Government has given commuter omnibuses the nod to start operating but they have to register with relevant authorities and also strictly comply with Covid-19 health guidelines.
The kombis among other public transporters excluding pirate taxis can approach the Ministry of Transport and Infrastructure Development for licences to start operating. Kombis had been banned from operating since the start of the national lockdown at the end of March except for those operating under Zupco.
Addressing journalists during a post-Cabinet media briefing on Tuesday, Defence and War Veterans Minister Oppah Muchinguri-Kashiri, who is also the chairperson of the Ad Hoc Inter-Ministerial Taskforce on the Covid-19 said once kombis regularise their operations they will be allowed to start operating.
She said Cabinet took the decision after considering that Covid-19 cases were relatively declining in the country.
“Originally, every private operator who wanted to operate had to register with Zupco but we realise that Zupco also has some challenges. There are now new players in the economy hence the need to open up the transport sector especially the inter-city transport,” she said.
“Those that are legal including kombis, will be required to register with the Ministry of Transport and Infrastructure Development and comply with the rules and regulations.” Minister Kashiri said some kombis were not roadworthy and as such could not regularise their operations.
She said Government is prepared to listen to genuine kombi operators but will not tolerate pirate taxis commonly known as mshikashika. Kombi operators in Bulawayo welcomed the Government’s decision to allow them to resume operations.
Tshova Mubaiwa managing and marketing director Mr Ndabazabo Mabunda said they have started processes to ensure that they comply with Covid-19 regulations.
Mr Mabunda said they already have a rank where vehicles would be disinfected and does not believe they will have challenges meeting Government’s regulations.
“We will be engaging the relevant ministries to ensure that we don’t fall short of the requirements. We want to commend Government for allowing us to start operating. This will bring relief not to us as operators but also commuters who have been experiencing transport challenges,” said Mr Mabunda.

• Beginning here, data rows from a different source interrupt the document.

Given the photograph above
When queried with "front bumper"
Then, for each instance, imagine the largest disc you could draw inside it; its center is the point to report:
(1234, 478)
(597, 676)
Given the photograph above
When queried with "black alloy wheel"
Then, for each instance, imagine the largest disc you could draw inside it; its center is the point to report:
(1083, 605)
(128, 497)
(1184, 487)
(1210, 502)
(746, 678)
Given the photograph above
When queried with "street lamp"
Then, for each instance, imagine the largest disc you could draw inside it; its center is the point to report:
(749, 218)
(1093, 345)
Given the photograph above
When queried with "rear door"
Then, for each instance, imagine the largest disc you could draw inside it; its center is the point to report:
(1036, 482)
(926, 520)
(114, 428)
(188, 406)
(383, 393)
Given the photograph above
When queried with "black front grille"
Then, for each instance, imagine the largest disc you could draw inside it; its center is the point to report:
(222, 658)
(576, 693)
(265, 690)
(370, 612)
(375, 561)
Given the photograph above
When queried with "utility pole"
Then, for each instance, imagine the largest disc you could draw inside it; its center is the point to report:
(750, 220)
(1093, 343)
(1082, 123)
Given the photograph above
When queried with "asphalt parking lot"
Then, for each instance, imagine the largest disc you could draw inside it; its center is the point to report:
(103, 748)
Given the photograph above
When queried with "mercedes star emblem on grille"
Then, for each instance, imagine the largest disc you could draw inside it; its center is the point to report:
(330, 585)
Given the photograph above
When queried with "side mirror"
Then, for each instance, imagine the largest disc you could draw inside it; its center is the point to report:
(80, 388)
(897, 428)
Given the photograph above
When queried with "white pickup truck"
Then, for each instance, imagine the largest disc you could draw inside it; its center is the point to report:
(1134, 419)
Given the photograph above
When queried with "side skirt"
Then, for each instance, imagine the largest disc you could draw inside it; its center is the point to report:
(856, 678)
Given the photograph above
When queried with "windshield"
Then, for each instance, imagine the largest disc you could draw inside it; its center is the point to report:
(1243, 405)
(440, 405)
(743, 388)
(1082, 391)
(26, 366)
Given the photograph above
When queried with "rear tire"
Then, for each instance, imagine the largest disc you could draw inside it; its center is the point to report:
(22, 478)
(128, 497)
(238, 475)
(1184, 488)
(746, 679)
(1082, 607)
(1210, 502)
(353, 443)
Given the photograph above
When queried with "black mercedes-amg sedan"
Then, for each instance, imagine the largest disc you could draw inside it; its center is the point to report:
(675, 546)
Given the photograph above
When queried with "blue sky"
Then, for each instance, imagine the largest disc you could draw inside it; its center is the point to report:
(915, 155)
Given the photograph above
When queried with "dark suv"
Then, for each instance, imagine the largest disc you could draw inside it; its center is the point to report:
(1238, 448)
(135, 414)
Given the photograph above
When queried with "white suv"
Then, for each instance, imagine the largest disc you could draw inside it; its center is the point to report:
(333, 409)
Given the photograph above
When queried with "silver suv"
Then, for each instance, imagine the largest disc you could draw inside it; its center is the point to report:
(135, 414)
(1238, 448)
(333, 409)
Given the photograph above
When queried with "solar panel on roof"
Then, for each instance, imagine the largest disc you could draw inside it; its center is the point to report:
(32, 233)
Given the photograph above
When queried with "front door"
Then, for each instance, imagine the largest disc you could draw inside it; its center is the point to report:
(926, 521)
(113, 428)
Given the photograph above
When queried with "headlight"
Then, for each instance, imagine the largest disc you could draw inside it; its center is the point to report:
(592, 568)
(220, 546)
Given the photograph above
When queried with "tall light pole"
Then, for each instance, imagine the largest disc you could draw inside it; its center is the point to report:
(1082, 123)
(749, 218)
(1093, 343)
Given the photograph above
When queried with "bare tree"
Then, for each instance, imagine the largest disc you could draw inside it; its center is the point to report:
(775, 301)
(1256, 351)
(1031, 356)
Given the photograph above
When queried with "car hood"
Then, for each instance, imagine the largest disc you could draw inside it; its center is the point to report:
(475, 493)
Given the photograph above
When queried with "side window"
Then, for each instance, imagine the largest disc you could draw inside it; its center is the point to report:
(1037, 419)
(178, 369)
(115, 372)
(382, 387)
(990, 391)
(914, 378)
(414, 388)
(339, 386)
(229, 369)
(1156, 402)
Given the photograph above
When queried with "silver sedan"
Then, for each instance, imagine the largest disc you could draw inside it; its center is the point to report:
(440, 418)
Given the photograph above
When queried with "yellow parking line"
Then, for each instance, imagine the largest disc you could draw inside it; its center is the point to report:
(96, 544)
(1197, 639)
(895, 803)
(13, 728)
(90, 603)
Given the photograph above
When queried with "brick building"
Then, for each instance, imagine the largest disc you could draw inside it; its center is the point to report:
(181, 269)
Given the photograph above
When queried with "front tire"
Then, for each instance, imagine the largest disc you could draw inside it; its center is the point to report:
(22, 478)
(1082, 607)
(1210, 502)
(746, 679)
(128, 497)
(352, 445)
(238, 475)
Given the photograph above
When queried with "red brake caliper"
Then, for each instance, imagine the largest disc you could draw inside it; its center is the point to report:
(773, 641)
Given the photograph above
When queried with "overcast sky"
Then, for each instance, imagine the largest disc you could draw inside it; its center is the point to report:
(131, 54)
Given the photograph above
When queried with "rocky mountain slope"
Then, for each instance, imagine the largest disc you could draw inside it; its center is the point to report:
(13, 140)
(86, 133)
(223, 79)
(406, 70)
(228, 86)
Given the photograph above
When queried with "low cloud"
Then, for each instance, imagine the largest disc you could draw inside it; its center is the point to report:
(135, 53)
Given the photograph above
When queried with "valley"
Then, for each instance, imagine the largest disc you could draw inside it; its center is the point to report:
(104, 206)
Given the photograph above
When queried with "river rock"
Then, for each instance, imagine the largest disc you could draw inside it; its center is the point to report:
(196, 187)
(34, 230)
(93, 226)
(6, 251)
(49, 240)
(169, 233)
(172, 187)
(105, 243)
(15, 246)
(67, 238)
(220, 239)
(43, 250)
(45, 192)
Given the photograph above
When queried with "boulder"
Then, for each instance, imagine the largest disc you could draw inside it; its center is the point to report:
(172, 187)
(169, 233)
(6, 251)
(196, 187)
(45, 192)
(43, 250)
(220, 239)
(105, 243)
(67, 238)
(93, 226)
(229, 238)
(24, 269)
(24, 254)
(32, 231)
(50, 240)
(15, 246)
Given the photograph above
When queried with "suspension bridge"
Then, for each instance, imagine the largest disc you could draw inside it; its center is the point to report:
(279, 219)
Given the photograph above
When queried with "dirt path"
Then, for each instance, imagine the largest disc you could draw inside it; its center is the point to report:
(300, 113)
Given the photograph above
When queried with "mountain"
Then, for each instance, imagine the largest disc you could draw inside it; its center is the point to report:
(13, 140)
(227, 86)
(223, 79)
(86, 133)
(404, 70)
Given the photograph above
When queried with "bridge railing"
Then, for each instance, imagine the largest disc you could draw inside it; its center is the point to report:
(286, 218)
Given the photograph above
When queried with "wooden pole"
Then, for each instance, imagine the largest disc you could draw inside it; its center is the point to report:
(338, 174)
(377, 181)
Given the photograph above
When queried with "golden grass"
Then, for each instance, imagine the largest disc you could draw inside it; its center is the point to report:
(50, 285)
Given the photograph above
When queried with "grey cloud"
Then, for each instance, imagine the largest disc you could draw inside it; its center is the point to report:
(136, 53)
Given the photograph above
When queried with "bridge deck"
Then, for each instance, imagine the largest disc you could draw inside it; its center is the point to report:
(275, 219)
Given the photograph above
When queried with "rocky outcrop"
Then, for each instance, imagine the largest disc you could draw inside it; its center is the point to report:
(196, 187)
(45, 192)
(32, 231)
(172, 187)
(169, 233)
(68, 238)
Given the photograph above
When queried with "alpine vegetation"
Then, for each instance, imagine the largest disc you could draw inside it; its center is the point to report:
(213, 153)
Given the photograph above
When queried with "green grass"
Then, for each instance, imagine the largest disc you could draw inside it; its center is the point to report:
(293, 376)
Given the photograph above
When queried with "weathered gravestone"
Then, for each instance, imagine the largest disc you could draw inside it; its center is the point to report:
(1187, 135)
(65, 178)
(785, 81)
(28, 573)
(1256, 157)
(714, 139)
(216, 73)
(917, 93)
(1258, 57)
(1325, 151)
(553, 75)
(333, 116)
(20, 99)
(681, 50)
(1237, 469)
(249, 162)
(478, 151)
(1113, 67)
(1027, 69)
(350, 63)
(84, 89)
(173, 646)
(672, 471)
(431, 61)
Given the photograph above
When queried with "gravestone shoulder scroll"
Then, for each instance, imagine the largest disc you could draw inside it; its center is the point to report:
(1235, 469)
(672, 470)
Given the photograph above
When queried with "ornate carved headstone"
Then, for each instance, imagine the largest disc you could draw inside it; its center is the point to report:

He said the ban on public transporters gave them time to introspect and listen to the public’s views on where they should improve.
“Although our service as Tshova Mubaiwa is second to none in Bulawayo, we have heard concerns about abuse of clients especially by conductors. We will be conducting refresher courses for our drivers and customer management courses for our conductors. But I believe that the lockdown has even opened eyes for the conductors who now should appreciate that the customer is a king,” he said.
Bulawayo United Public Transporters’ Association (Bupta) spokesperson Mr Keeper Ndlovu, said he could not comment on the matter as they were still engaged in meetings discussing how they would start operating.
In the past Government, commended the Bupta for being the most organised in the country. According to the Bulawayo City Council (BCC) transport policy, all kombi owners have to belong to an association.
The policy enables council to approach the association when players start operating illegally and can be easily traceable in case they commit offences.